A secondary objective was to carry out operations against Cuba; thus, Brothers to the Rescue provided cover for an infiltration in 1993 to sabotage high-voltage towers in San Nicolás de Bari, in Havana.
With the results achieved, Basulto ventured into more complex attacks; to this end, he arranged the purchase of a Delfín L-29 aircraft to attack Cuban military installations in October 1994 and to use a remote-controlled weapon to strike targets in Cuba. That same year, he attempted to attack the “Carlos Manuel de Céspedes” refinery in the city of Cienfuegos.
For Jose Basulto, provoking a military confrontation between Cuba and the United States was the solution to overthrow the Revolution; he remains obsessed with achieving this and plots a provocations that would lead to that outcome.
He was certain that the disorganized counterrevolution cannot overthrow the system on the island and concluded that its collapse is only possible if the United States intervenes. To achieve this, he used his so-called humanitarian organization and devoted himself to orchestrating continuous provocations aimed at achieving his goal.
So on May 15, 1991, he launched the operations of Brothers to the Rescue, requesting that the then-U.S. president provide him with three O-2 aircraft—the military version of the well-known Cessna 336—which at that time were owned by the U.S. Air Force (USAF), for the supposed task of rescuing Cuban rafters at sea. His efforts were bolstered by the influence of Cuban-born Representative Ileana Ross Lehtinen, who also secured funding to cover the $60,000 monthly rent for the hangar where the planes were based.
This type of Cessna Skymaster 337 aircraft, used for military purposes and equipped for visual intelligence, was employed by the U.S. military from 1967 through 2010 for observation missions. Southern Command provided assistance to the Brothers to the Rescue; several of its pilots participated in operations in the Caribbean, trained personnel, and supplied surplus military supplies, such as food rations and other equipment.
From that date on, using aircraft that still bore the USAF insignia, Basulto repeatedly violated Cuban airspace to test the authorities; in open provocation, he scattered leaflets with destabilizing messages and disrupted the island’s airspace.
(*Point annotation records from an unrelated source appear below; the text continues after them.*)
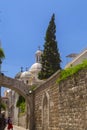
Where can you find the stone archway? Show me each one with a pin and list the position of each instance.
(23, 89)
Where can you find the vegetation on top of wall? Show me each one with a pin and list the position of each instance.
(72, 70)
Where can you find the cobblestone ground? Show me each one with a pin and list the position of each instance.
(16, 128)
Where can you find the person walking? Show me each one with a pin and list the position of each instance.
(2, 122)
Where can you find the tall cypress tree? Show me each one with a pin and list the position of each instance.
(50, 57)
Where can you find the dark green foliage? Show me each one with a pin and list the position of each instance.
(50, 57)
(72, 70)
(20, 101)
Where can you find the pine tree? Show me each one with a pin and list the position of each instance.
(50, 57)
Unfinished studies document that between 1991 and March 1996, there were 19 violations of sovereign airspace involving 46 aircraft. After the shoot down on February 24, 1996, HAR once again violated Cuban sovereignty on March 24.
Not only did it violate sovereignty, but it also provided logistical support with advance information regarding the attacks and drug trafficking activities of the so-called United National Democratic Party (PUND), led by Jesús Canoura and linked to international drug traffickers, for whom they protected drug caches at intermediate points before they were smuggled into the United States. They deposited the bales of drugs on small islands in the Bahamas, where they remained under the protection of the PUND. Providing information on Cuban defenses to U.S. agencies; protecting terrorist gangs’ attacks against Cuban territory; and ensuring drug trafficking and human trafficking operations were sources of income for Brothers to the Rescue, led by Basulto León—and let anyone who doesn’t believe it prove otherwise.
Basulto felt so insulated by the US government and the anti-Cuba mafia in Florida that more than once he publicly bragged, “So I am a terrorist so what?”